Microdissection of tissue and DNA isolation
Microdissection and isolation of genomic DNA from FFPE tissue were performed as described previously (24,25). As a prerequisite, serial tissue sections (5 µm thickness) were dewaxed, rehydrated and stained with 0.1% methylene blue (15 sec at room temperature). Tumor and non-tumorous tissue (identified through matching with a marked H&E-stained section reviewed by an experienced surgical pathologist) were isolated from the sections using a sterile cannula under microscopic control (inverted microscope). Subsequent DNA isolation was performed using the Blood DNA Preparation Kit (Maxwell® 16 System; Promega Corporation) according to the manufacturer's protocols.

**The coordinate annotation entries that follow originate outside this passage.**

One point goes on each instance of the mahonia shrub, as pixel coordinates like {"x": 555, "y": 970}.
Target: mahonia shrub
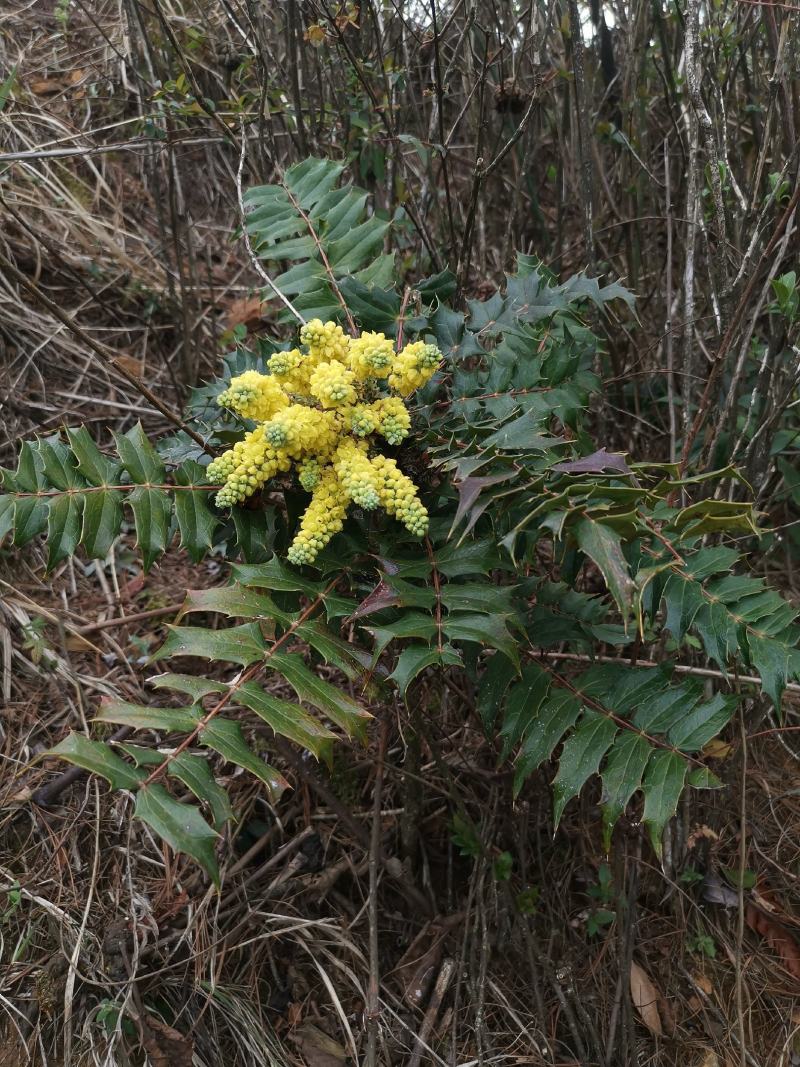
{"x": 322, "y": 411}
{"x": 538, "y": 539}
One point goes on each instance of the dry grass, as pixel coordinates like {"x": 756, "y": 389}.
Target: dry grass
{"x": 97, "y": 919}
{"x": 108, "y": 942}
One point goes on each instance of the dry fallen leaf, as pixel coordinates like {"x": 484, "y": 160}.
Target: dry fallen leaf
{"x": 717, "y": 749}
{"x": 130, "y": 363}
{"x": 709, "y": 1058}
{"x": 773, "y": 932}
{"x": 315, "y": 34}
{"x": 165, "y": 1046}
{"x": 644, "y": 997}
{"x": 246, "y": 311}
{"x": 317, "y": 1048}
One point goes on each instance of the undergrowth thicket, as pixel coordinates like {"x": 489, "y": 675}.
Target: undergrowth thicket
{"x": 536, "y": 539}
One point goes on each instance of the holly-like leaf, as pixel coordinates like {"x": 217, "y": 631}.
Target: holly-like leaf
{"x": 235, "y": 602}
{"x": 63, "y": 527}
{"x": 596, "y": 463}
{"x": 227, "y": 738}
{"x": 776, "y": 662}
{"x": 494, "y": 682}
{"x": 196, "y": 522}
{"x": 485, "y": 630}
{"x": 99, "y": 759}
{"x": 195, "y": 774}
{"x": 415, "y": 658}
{"x": 287, "y": 719}
{"x": 180, "y": 826}
{"x": 603, "y": 545}
{"x": 152, "y": 513}
{"x": 239, "y": 645}
{"x": 580, "y": 758}
{"x": 144, "y": 717}
{"x": 140, "y": 459}
{"x": 661, "y": 785}
{"x": 329, "y": 699}
{"x": 556, "y": 716}
{"x": 622, "y": 776}
{"x": 102, "y": 519}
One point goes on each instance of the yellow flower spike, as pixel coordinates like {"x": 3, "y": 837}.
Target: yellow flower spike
{"x": 362, "y": 419}
{"x": 371, "y": 355}
{"x": 332, "y": 384}
{"x": 308, "y": 473}
{"x": 299, "y": 430}
{"x": 355, "y": 473}
{"x": 323, "y": 518}
{"x": 257, "y": 463}
{"x": 254, "y": 396}
{"x": 393, "y": 417}
{"x": 414, "y": 366}
{"x": 398, "y": 495}
{"x": 318, "y": 412}
{"x": 324, "y": 340}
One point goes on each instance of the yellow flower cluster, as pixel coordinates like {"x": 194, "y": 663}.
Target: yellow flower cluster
{"x": 318, "y": 409}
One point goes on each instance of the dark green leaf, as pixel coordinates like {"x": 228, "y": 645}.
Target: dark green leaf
{"x": 494, "y": 682}
{"x": 622, "y": 776}
{"x": 415, "y": 658}
{"x": 330, "y": 699}
{"x": 226, "y": 738}
{"x": 523, "y": 703}
{"x": 661, "y": 785}
{"x": 193, "y": 686}
{"x": 102, "y": 520}
{"x": 287, "y": 719}
{"x": 196, "y": 522}
{"x": 195, "y": 774}
{"x": 604, "y": 546}
{"x": 180, "y": 826}
{"x": 63, "y": 527}
{"x": 99, "y": 759}
{"x": 235, "y": 602}
{"x": 98, "y": 470}
{"x": 701, "y": 723}
{"x": 557, "y": 715}
{"x": 140, "y": 459}
{"x": 580, "y": 758}
{"x": 239, "y": 645}
{"x": 152, "y": 511}
{"x": 144, "y": 717}
{"x": 30, "y": 519}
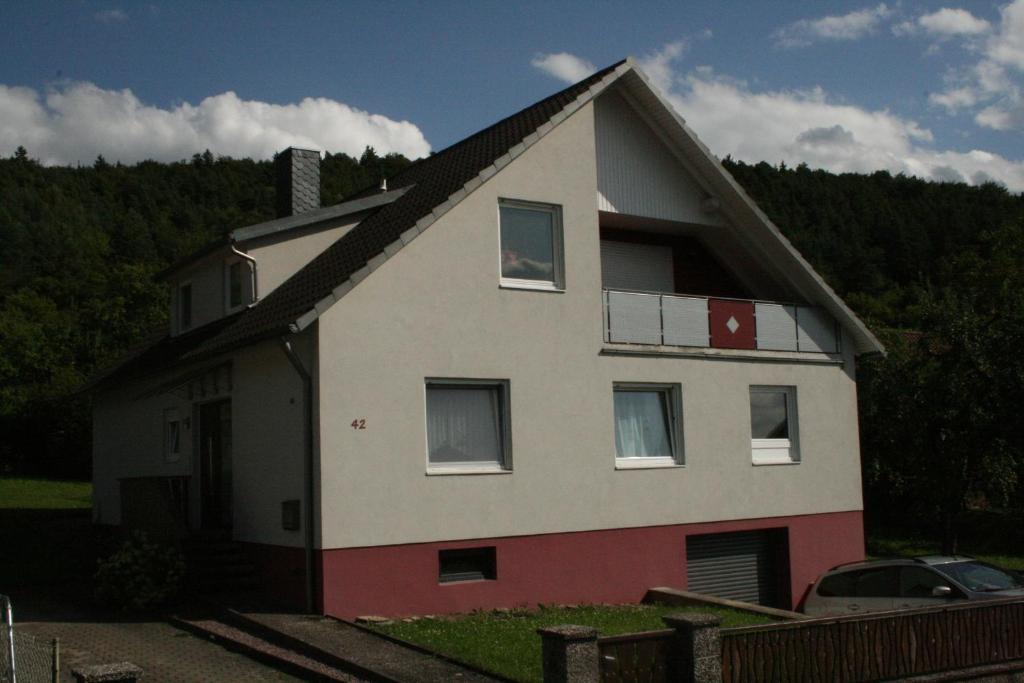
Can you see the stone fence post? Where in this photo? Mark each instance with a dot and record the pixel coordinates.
(696, 647)
(569, 654)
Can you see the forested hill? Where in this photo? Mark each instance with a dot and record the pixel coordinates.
(79, 248)
(882, 242)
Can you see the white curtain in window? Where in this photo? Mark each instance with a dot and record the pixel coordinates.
(464, 424)
(642, 424)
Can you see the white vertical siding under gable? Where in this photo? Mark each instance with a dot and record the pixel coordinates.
(636, 172)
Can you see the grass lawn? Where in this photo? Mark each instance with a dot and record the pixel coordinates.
(22, 493)
(507, 643)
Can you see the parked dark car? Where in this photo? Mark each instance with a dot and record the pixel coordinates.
(905, 584)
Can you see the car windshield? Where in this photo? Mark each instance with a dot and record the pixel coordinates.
(979, 577)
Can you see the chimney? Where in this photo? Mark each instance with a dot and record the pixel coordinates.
(297, 181)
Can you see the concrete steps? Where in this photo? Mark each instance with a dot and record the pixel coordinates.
(264, 650)
(216, 564)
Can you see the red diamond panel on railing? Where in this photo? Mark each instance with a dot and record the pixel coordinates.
(731, 324)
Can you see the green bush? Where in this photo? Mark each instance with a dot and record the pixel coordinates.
(139, 575)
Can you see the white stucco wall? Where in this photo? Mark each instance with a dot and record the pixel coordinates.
(128, 441)
(266, 434)
(435, 309)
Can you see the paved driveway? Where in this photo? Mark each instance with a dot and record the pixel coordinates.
(164, 652)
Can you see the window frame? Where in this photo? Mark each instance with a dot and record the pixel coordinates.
(172, 416)
(179, 309)
(776, 451)
(557, 283)
(503, 387)
(229, 264)
(486, 554)
(674, 392)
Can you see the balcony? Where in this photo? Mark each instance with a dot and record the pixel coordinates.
(672, 319)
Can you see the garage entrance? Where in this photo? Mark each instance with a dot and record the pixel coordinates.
(753, 566)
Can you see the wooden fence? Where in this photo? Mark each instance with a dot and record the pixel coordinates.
(871, 647)
(643, 657)
(845, 649)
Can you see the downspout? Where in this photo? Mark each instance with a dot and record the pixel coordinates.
(9, 619)
(307, 469)
(252, 269)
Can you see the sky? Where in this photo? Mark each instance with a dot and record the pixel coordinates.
(931, 89)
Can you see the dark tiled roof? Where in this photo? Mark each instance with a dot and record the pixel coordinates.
(430, 180)
(433, 179)
(159, 351)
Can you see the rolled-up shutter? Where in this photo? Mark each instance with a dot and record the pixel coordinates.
(741, 565)
(626, 265)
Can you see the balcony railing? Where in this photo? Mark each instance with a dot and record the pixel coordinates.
(670, 319)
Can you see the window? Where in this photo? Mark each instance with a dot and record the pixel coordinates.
(235, 275)
(172, 435)
(531, 245)
(921, 583)
(773, 425)
(467, 564)
(467, 426)
(184, 306)
(647, 419)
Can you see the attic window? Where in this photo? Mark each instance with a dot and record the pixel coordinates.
(531, 245)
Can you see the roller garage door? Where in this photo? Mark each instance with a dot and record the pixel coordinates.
(752, 566)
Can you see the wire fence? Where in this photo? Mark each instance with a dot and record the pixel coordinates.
(35, 660)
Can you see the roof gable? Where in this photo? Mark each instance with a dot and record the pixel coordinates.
(436, 183)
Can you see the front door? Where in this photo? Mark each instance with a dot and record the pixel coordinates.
(215, 464)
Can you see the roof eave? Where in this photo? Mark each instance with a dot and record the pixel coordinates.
(743, 207)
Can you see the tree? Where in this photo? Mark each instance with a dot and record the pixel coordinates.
(940, 415)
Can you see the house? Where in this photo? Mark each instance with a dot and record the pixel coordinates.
(564, 359)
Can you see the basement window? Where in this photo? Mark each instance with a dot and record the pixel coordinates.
(467, 564)
(184, 305)
(172, 435)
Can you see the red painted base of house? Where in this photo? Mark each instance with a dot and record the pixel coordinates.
(612, 565)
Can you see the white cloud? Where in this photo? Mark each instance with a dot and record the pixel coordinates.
(80, 121)
(111, 15)
(853, 26)
(808, 126)
(991, 86)
(1007, 46)
(657, 65)
(948, 22)
(563, 66)
(954, 99)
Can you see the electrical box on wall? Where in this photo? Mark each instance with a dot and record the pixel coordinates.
(290, 515)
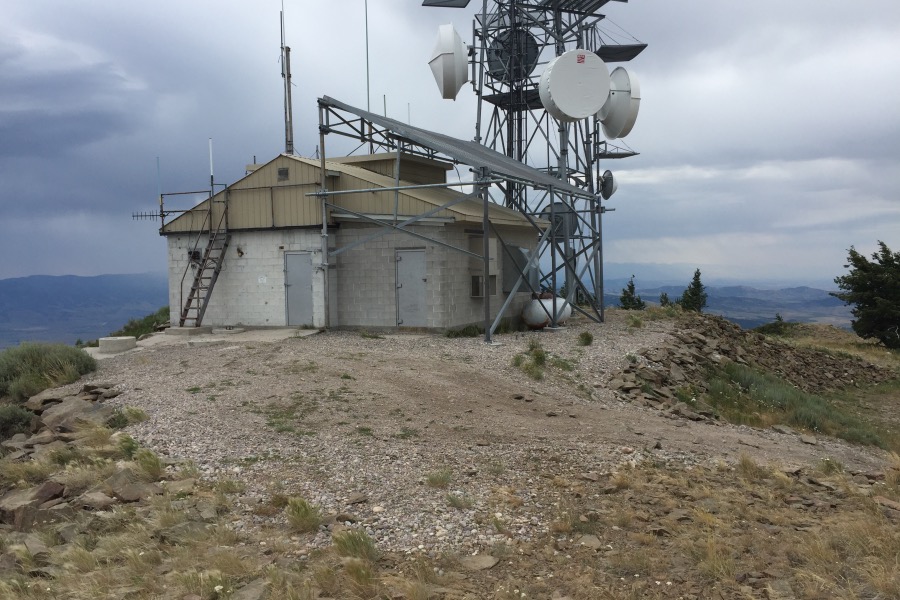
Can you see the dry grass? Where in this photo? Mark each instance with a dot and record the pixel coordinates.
(355, 543)
(303, 516)
(439, 479)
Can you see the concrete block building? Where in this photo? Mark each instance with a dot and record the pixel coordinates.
(257, 254)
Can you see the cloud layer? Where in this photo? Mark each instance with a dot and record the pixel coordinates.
(767, 130)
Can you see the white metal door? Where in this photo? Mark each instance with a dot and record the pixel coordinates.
(411, 280)
(298, 272)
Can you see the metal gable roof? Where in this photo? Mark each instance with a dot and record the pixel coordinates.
(466, 152)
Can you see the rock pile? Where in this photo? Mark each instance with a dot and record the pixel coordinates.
(63, 425)
(704, 341)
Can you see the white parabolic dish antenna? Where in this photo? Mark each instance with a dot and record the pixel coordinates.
(449, 62)
(619, 113)
(575, 85)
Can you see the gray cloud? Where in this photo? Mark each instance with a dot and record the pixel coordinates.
(767, 130)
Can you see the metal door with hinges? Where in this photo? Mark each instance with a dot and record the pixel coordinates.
(298, 276)
(411, 281)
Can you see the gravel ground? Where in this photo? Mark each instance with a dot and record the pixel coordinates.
(357, 424)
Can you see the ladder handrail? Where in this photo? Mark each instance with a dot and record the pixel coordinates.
(204, 262)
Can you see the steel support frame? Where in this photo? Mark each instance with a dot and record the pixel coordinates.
(572, 151)
(332, 120)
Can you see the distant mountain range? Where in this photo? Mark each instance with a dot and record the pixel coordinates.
(67, 308)
(751, 307)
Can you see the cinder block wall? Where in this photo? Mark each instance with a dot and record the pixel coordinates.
(459, 306)
(366, 277)
(250, 289)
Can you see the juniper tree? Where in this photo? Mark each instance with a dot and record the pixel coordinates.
(694, 297)
(629, 300)
(873, 288)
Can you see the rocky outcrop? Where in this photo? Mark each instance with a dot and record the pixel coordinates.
(62, 426)
(701, 342)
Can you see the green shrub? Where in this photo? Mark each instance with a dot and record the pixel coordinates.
(30, 368)
(148, 324)
(13, 420)
(302, 515)
(749, 397)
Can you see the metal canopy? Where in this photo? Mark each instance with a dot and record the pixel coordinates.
(588, 7)
(620, 52)
(469, 153)
(446, 3)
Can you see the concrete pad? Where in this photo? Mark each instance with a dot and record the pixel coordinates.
(113, 345)
(207, 335)
(188, 331)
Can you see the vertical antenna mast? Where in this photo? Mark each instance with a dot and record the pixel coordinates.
(286, 75)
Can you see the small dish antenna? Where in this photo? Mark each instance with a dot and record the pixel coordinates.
(575, 85)
(608, 185)
(449, 62)
(619, 113)
(565, 221)
(512, 56)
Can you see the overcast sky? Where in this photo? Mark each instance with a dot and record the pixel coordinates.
(769, 131)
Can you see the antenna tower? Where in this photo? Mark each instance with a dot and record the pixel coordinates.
(286, 75)
(528, 60)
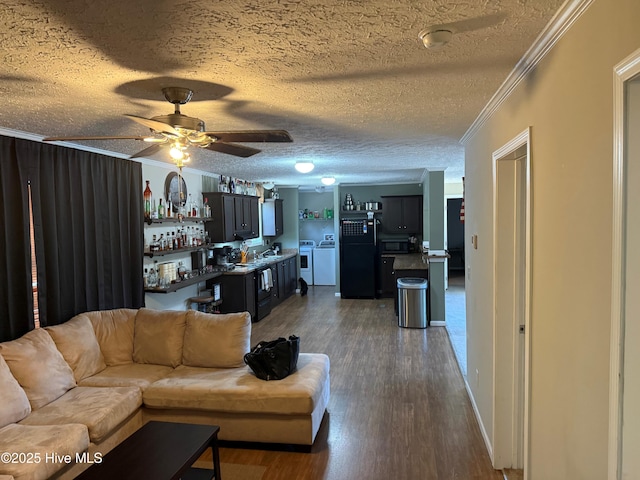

Sequencing analysis of rs7208422
Genomic location of rs7208422 in exon 8 of the TMC8 gene was amplified by PCR (primers: Sense, 5'-CGCTTCCAGCTGATGCAG-3' and antisense, 5'-CACCTCCTTGTTGTCCTG-3'; obtained from Metabion. The PCR reaction mixture (total volume of 25 µl) contained ~150 ng DNA, 0.2 mM dNTP (Promega Corporation), 0.18 µM primers and 0.0025 U/µl GoTaq (Promega Corporation). Following thermocycling conditions were used: initial denaturation for 3 min at 95˚C, 45 cycles of denaturation at 94˚C for 1 min, annealing at 56.7˚C for 1 min, elongation at 72˚C for 1 min and final primer extension at 72˚C for 10 min. Prior to the analysis, gradient PCR was used for the optimization of the cycling conditions. The resulting PCR products (size, 153 bp) were purified (Qiagen Dye Ex 2.0TM Spin Kit; Qiagen GmbH) and sequenced with the PCR sense primer using a Big Dye Terminator v.1.1 Cycle Sequencing Kit and an ABI 3500 Genetic Analyzer (both from Applied Biosystems; Thermo Fisher Scientific, Inc.) according to manufacturer's protocol.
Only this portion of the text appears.